On the train ride back to Bangalore, monsoon rains slap at the window. I gaze out on wet, destitute slums. Wherever one can build a shanty, someone has. Wherever one could be pissing, someone is. The poverty’s on a mind-blowing, overwhelming scale, and you feel so helpless. The money in your pocket right now, handed to any one person out there beyond the window, would be life-changing. But you can’t save a billion people and turn the fortunes of this massive country. (You’re not Gandhi, you know.) And after all, back in Bangalore we hung out with highly paid IT guys who worked for Infosys. There’s a lot of wealth in India, too.

The thing is, if you go to India as a tourist, you’ll have to make some sort of peace with all this. Because it’s one thing to see poverty on television, or to get direct mail that asks for your charity. It’s different when there are tiny, starving children grabbing your wrists and asking for money wherever you go.

For my part, I’ve resolved to send a check to some worthy Indian charity when I get home. (Suggestions are invited.) It’s the best solution I can come up with. Because I’m not going to get through this trip until I’ve reached an understanding with myself … and until I take some Pepto-Bismol, because my stomach is just killing me. Which brings me to the other thing you’ll have to be prepared for.

You will get “Delhi belly” soon after touching down in India. And you won’t enjoy your trip until it’s gone. My illness takes hold on the train ride back to Bangalore, as my intestines suddenly spasm into a clenched fist full of acid. The restroom—should this come into play—is a hole in the floor of the train. (A sign on the door requests that we not use the hole while the train’s in a station—for obvious reasons.)

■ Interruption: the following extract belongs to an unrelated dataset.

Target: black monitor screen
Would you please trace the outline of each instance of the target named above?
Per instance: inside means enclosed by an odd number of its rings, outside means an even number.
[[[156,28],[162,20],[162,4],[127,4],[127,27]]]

For the next day or two, I find myself playing a game I call “Could I Vomit in This?” The idea is to pick a nearby object and then decide if, in the event of an emergency, it could be puked into. For example, potted plant: Certainly. Water bottle: Sure. Magazine: Iffy, but worth a try.

The good news is that it won’t take long before your stomach adjusts to these new microbial nasties, and you’re back to feeling fine. Unless, of course, like my friend who was here a few years ago, you’ve got a parasitic worm and you lose 40 pounds and need medical attention.